Deflagrada em 2019, em parceria com o Ministério Público Federal (MPF), no arco do desmatamento, no sul do Amazonas, a operação Ojuara prendeu 18 pessoas e outras 31 receberam medidas cautelares. Foram apreendidos R$ 800 mil em dinheiro vivo, máquinas agrícolas, sete mil cabeças de gado e um avião. Ao todo, 22 pessoas, entre elas servidores federais, foram denunciadas por crimes como corrupção, formação de milícia privada, divulgação de informações sigilosas, lavagem de dinheiro e associação criminosa.

Um dos denunciados por lavagem de dinheiro usava a esposa como “laranja”, registrando em nome dela valores de até R$ 3,6 milhões obtidos com venda ilegal de madeira e gado. Conforme a denúncia do MPF, quatro policiais militares do Acre formaram uma ‘milícia privada’ para expulsar pequenos posseiros e extrativistas de áreas griladas por três fazendeiros.
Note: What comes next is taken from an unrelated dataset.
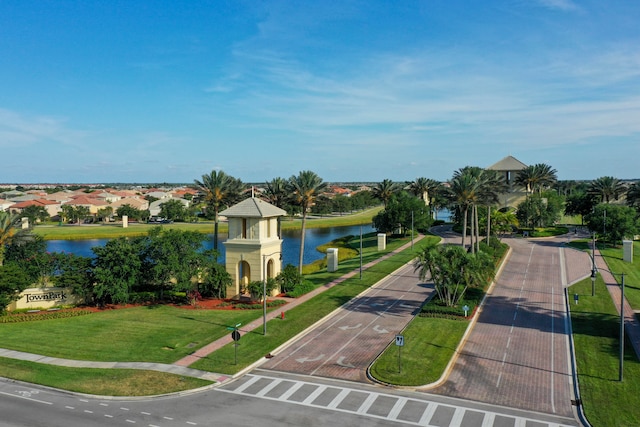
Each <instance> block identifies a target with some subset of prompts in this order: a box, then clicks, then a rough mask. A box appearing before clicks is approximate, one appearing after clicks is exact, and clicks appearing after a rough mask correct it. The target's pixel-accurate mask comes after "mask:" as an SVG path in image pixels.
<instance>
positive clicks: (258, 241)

Os policiais usavam fardas, armas e viaturas da corporação - um dos PMs é conhecido pelo apelido de “Morte”. Entre outros crimes, eles são acusados de tentativa de homicídio, por terem baleado um catador de castanha, que sobreviveu.

A procuradora da República Ana Carolina Haliuc Bragança, que coordenou a Força-Tarefa Amazônia, disse que um dos saldos positivos das operações realizadas entre 2020 e 2021 na região amazônica foi a produção de conhecimento sobre as práticas delitivas empregadas por redes de crime organizado ambiental. “Houve a confirmação da hipótese inicial de que a criminalidade ambiental assumiu caráter de criminalidade organizada na Amazônia, associando-se a ilícitos vários, como lavagem de dinheiro, falsidades ideológicas e materiais, estelionato, grilagem de terras e corrupção”, pontuou.

Ela lembrou que é importante debater, no âmbito do Ministério Público e de instituições parceiras como a Polícia Federal, o fortalecimento estrutural e permanente das instituições na região norte para fazer frente a esse novo desafio da criminalidade ambiental conexa. “Cada vez mais temos operações voltadas não apenas às condutas específicas e pontuais, mas às verdadeiras redes criminosas que atuam nos diversos biomas do Brasil”, disse.

A análise mostra que a falta da devida responsabilização dos atores envolvidos em atividades com grande impacto no desmatamento, como grilagem de terra e posterior uso para atividades agropecuárias, estimula a continuidade das ações. “Apesar do esforço de alguns setores econômicos em promover o desenvolvimento sustentável da região, o desmatamento ilegal e a degradação da Amazônia continuam crescendo. É preciso avançar na identificação, dissuasão estratégica e responsabilização dos envolvidos nessas atividades ilícitas”, disse Andreia Bonzo Araujo Azevedo, diretora-adjunta de Segurança Climática do Igarapé.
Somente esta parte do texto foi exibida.